Common surgical treatments for trigeminal neuralgia (TN) include microvascular decompression (MVD), stereotactic radiosurgery (SRS), and radiofrequency ablation (RFA). Although the efficacy of each procedure has been described, few studies have directly compared these treatment modalities on pain control for TN. Using a large prospective longitudinal database, the authors aimed to 1) directly compare long-term pain control rates for first-time surgical treatments for idiopathic TN, and 2) identify predictors of pain control.

METHODS

The authors reviewed a prospectively collected database for all patients who underwent treatment for TN between 1997 and 2014 at the University of California, San Francisco. Standardized collection of data on preoperative clinical characteristics, surgical procedure, and postoperative outcomes was performed. Data analyses were limited to those patients who received a first-time procedure for treatment of idiopathic TN with > 1 year of follow-up.

RESULTS

Of 764 surgical procedures performed at the University of California, San Francisco, for TN (364 SRS, 316 MVD, and 84 RFA), 340 patients underwent first-time treatment for idiopathic TN (164 MVD, 168 SRS, and 8 RFA) and had > 1 year of follow-up. The analysis was restricted to patients who underwent MVD or SRS. Patients who received MVD were younger than those who underwent SRS (median age 63 vs 72 years, respectively; p < 0.001). The mean follow-up was 59 ± 35 months for MVD and 59 ± 45 months for SRS. Approximately 38% of patients who underwent MVD or SRS had > 5 years of follow-up (60 of 164 and 64 of 168 patients, respectively).
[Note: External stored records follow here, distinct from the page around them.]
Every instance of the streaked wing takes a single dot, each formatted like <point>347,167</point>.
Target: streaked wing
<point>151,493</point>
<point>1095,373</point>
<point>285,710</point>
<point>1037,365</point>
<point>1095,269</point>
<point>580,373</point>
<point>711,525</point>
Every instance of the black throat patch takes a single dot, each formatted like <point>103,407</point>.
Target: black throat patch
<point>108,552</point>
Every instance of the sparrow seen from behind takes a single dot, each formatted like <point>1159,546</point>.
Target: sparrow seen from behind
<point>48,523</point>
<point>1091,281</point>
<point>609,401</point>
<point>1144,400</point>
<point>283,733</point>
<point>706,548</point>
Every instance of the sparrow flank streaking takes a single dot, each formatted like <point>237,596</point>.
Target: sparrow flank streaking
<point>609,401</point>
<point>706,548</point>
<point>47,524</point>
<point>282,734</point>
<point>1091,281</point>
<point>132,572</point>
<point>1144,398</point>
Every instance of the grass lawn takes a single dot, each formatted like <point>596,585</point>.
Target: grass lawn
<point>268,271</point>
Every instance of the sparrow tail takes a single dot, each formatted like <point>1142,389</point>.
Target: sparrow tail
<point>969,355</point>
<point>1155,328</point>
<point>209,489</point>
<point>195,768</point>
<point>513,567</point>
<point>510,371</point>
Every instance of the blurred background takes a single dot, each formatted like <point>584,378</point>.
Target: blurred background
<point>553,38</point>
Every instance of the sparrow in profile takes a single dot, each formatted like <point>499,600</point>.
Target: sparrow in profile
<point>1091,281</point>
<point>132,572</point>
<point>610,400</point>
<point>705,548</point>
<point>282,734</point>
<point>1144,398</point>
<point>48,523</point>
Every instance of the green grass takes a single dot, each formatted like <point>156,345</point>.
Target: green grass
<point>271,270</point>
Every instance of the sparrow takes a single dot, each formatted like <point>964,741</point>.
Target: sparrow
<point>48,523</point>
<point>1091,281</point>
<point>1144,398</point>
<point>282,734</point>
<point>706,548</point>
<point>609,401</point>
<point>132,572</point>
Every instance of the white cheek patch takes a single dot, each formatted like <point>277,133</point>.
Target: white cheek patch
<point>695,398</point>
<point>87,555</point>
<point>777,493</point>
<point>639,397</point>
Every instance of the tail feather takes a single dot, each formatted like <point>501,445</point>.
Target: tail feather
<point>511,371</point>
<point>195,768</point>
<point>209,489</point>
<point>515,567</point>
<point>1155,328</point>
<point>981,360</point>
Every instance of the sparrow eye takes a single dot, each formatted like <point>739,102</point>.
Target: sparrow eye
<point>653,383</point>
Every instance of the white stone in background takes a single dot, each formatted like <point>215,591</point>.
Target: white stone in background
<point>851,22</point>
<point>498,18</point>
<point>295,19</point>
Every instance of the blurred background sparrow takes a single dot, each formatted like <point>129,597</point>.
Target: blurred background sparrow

Immediate or short-term (< 3 months) postoperative pain-free rates (Barrow Neurological Institute Pain Intensity score of I) were 96% for MVD and 75% for SRS. Percentages of patients with Barrow Neurological Institute Pain Intensity score of I at 1, 5, and 10 years after MVD were 83%, 61%, and 44%, and the corresponding percentages after SRS were 71%, 47%, and 27%, respectively. The median time to pain recurrence was 94 months (25th–75th quartiles: 57–131 months) for MVD and 53 months (25th–75th quartiles: 37–69 months) for SRS (p = 0.006). A subset of patients who had MVD also underwent partial sensory rhizotomy, usually in the setting of insignificant vascular compression. Compared with MVD alone, those who underwent MVD plus partial sensory rhizotomy had shorter pain-free intervals (median 45 months vs no median reached; p = 0.022). Multivariable regression demonstrated that shorter preoperative symptom duration (HR 1.005, 95% CI 1.001–1.008; p = 0.006) was associated with favorable outcome for MVD and that post-SRS sensory changes (HR 0.392, 95% CI 0.213–0.723; p = 0.003) were associated with favorable outcome for SRS.

CONCLUSIONS

In this longitudinal study, patients who received MVD had longer pain-free intervals compared with those who underwent SRS. For patients who received SRS, postoperative sensory change was predictive of favorable outcome. However, surgical decision making depends upon many factors. This information can help physicians counsel patients with idiopathic TN on treatment selection.